La Qu… Quête ? Question ? Quadrature ? Quouleur ? Quadrichromie… L’Origine, mettant en jeu les codes de la fiction, explorait la notion de personnage : ce deuxième volume, mettant en jeu les codes de sa propre série, abandonne pour quelques pages le noir et blanc « pur » (c’est-à-dire pas de gris) qui faisait sa force. (C’est assez cohérent : dans la Qu…, les jours s’appellent des blancs et les nuits des noirs ; le rêve, entre veille et sommeil, propose un peu de couleur.) Que l’autiste léger qui sommeille en tout lecteur se rassure, les autres repères mis en place par Marc-Antoine Mathieu dans l’Origine ne changent pas : cité surpeuplée, absence de femmes, absence de nature, et même le voisin Hilarion… On retrouve par ailleurs une planche presque identique d’un volume à l’autre (celle où l’anagramme de Kafka se réveille au sortir d’un rêve agité…).

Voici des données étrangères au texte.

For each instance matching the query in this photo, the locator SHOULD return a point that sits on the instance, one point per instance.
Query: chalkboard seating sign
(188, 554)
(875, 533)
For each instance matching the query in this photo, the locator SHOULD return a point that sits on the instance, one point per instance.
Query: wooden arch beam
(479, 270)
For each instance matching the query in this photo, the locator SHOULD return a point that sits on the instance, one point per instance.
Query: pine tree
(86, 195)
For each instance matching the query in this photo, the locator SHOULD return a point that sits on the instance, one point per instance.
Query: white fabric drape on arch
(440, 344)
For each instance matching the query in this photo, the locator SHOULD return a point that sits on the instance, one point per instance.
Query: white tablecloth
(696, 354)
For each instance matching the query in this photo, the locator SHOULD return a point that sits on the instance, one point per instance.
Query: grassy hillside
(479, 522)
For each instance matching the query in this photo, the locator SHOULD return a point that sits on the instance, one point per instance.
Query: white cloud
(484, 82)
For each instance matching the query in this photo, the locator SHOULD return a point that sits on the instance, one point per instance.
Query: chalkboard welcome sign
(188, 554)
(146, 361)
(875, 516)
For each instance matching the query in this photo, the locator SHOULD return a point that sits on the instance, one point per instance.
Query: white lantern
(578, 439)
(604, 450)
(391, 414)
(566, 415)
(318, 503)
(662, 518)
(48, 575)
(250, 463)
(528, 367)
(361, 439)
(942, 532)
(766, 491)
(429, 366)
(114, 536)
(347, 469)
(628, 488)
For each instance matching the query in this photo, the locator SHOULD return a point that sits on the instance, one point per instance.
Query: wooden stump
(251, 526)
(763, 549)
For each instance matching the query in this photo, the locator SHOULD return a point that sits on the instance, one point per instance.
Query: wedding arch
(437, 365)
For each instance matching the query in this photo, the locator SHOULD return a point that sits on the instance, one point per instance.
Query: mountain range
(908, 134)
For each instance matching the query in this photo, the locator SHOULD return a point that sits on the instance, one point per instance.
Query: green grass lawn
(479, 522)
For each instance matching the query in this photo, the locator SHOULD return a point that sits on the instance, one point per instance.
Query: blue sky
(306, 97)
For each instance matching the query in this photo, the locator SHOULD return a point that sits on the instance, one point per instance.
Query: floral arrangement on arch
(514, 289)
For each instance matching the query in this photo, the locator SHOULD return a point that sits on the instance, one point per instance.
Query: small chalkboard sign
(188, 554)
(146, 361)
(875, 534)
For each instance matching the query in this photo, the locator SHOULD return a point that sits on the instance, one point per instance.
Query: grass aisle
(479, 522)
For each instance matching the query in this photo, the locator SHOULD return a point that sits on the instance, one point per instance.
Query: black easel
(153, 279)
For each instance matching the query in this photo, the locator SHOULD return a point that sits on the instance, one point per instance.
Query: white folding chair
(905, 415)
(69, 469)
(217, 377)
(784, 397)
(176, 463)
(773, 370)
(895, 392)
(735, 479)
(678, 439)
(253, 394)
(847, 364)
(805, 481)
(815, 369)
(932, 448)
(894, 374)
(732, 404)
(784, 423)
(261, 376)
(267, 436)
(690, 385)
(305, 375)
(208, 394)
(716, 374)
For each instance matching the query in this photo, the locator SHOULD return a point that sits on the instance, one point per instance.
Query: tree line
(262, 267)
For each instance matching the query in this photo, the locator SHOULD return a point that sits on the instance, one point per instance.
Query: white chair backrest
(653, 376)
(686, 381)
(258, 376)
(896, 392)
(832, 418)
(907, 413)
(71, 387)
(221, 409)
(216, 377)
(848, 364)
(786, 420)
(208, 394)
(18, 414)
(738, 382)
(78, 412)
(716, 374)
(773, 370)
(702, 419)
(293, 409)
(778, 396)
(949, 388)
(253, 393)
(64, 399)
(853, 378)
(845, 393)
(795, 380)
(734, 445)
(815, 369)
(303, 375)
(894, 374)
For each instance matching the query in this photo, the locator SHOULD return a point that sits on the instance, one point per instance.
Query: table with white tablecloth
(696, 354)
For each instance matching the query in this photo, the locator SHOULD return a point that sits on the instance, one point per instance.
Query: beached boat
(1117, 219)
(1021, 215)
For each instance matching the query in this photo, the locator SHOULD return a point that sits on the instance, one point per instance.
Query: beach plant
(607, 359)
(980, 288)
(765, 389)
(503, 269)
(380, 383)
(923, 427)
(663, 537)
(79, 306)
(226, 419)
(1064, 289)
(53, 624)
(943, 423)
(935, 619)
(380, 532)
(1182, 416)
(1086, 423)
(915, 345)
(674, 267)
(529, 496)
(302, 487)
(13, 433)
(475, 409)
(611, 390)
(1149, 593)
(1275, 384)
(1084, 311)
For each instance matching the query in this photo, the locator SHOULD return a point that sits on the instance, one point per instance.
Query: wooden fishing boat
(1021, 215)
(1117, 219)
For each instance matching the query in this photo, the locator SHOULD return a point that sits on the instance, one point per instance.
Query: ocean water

Du reste, la Qu… est riche en allusions littéraires de toutes sortes : j’ai reconnu Perec à la gare, Borges, Buzzati, Kafka et Rimbaud sur la liste des voyageurs – sans compter ceux que ma culture artistique m’a sans doute laissé échapper.
Mais comme le premier, ce deuxième volume tournerait à vide s’il n’était qu’un jeu, et ressemblerait à l’une des ces œuvres d’art pour artistes (romans pour romanciers, films pour cinéastes, disques pour musiciens, tableaux pour peintres…) qui n’ont que leur brio technique et leurs conséquences théoriques à offrir pour sauver le public de l’ennui.
Or, la Qu… propose une véritable aventure, distincte de ses enjeux techniques et qui cependant s’y rattache – je reste persuadé que le titre cache aussi le mot quête. Cette intrigue, qui mêle Kafka (le Procès, le Château) et Buzzati (le Désert des Tartares), voit notre héros malgré lui (« les véritables héros ne choisissent jamais de l’être », pl. 45) exilé loin de la Métropole. Elle constitue une brillante exploitation, à la fois ferme et discrète, du thème de l’inversion, qui est peut-être le vrai motif de la Qu… On se trouve ainsi avec une « anti-chute » qui ouvre le récit, une gare qui se déplace, et une pièce de théâtre dont l’unique acteur, qui ignore son rôle, est assis dans la salle, sous le regard de spectateurs qui la connaissent par cœur et se trouvent sur scène.